Naturalmente è una questione di cultura, innanzi tutto. Se fosse solo questione di soldi avremmo già saputo vedere e valorizzare le straordinarie ricchezze dei nostri territori trasformandole in un turismo responsabile e capace di futuro. Ma siccome gli investimenti turistici esistono, e sono altissimi, ci siamo permessi di giocare con una provocazione: se ipotizzassimo di investire il dieci per cento di quell’altro turismo, di quei soldi pubblici, in nuove forme di frequentazione turistica, che cosa succederebbe alle nostre montagne?
Ecco la domanda precisa: «Premesso che l’industria dello sci, nonostante l’ingente contributo pubblico che pesa sulle tasche dei contribuenti, è sempre meno sostenibile dal punto di vista economico (nonché ambientale), ipotizziamo di sottrarre a questo comparto un 10% dei finanziamenti annui per investirli in forme di turismo alternativo e di più ampio respiro stagionale. Lei da dove partirebbe? Che priorità individuerebbe?

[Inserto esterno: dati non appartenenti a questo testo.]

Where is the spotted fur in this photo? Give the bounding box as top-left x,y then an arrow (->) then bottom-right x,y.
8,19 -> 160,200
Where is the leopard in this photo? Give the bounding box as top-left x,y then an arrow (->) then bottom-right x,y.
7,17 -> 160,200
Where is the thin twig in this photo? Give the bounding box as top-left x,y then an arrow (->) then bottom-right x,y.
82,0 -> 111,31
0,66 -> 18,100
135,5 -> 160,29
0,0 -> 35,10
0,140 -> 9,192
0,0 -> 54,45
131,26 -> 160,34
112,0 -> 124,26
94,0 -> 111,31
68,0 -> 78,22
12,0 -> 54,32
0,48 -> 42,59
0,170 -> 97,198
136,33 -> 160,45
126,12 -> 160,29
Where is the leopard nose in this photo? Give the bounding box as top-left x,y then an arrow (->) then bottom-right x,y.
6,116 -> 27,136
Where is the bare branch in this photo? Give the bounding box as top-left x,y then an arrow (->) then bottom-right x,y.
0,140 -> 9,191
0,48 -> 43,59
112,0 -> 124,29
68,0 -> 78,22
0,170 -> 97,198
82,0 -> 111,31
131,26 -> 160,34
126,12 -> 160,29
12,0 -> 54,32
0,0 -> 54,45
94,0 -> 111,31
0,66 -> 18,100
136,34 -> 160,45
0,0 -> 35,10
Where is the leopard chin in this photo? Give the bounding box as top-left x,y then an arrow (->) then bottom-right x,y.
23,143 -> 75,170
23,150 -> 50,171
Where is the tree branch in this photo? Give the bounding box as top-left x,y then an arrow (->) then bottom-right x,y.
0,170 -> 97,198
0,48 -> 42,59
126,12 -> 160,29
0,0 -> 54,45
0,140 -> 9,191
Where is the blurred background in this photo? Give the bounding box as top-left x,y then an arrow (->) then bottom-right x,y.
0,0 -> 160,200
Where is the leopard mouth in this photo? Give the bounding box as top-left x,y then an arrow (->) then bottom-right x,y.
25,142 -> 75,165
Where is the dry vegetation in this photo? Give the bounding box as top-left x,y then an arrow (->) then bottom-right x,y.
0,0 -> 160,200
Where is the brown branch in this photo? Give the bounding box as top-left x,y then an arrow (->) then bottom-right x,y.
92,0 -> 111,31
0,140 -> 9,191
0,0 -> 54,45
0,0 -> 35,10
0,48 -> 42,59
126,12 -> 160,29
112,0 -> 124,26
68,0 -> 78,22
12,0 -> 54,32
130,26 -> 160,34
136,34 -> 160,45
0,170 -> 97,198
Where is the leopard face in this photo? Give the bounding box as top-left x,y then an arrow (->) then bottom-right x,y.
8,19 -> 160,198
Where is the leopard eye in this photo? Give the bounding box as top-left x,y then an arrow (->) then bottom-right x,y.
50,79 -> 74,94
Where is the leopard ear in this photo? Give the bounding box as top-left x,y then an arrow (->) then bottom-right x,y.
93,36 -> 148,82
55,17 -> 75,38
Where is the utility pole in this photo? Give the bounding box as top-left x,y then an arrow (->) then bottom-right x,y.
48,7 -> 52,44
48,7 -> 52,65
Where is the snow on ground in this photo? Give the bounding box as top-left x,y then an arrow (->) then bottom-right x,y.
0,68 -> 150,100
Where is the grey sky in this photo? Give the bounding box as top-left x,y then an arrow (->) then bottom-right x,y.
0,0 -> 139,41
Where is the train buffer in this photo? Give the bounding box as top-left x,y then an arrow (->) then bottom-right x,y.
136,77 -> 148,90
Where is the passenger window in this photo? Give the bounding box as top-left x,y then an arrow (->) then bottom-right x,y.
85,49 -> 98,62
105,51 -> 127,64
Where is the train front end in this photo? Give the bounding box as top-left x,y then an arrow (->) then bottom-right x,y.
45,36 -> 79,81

Che strategia di investimenti proporrebbe?»
L’abbiamo chiesto ai massimi esperti della materia, accademici e non. Vi sottoponiamo le loro risposte senza alcun intento polemico, solo per amore di verità. Qui si gioca il futuro delle Alpi italiane, i cui peggiori nemici sono i settarismi, le lobbies, la cattiva informazione e l’ignoranza. Nel senso di chi non sa, o non vuole sapere.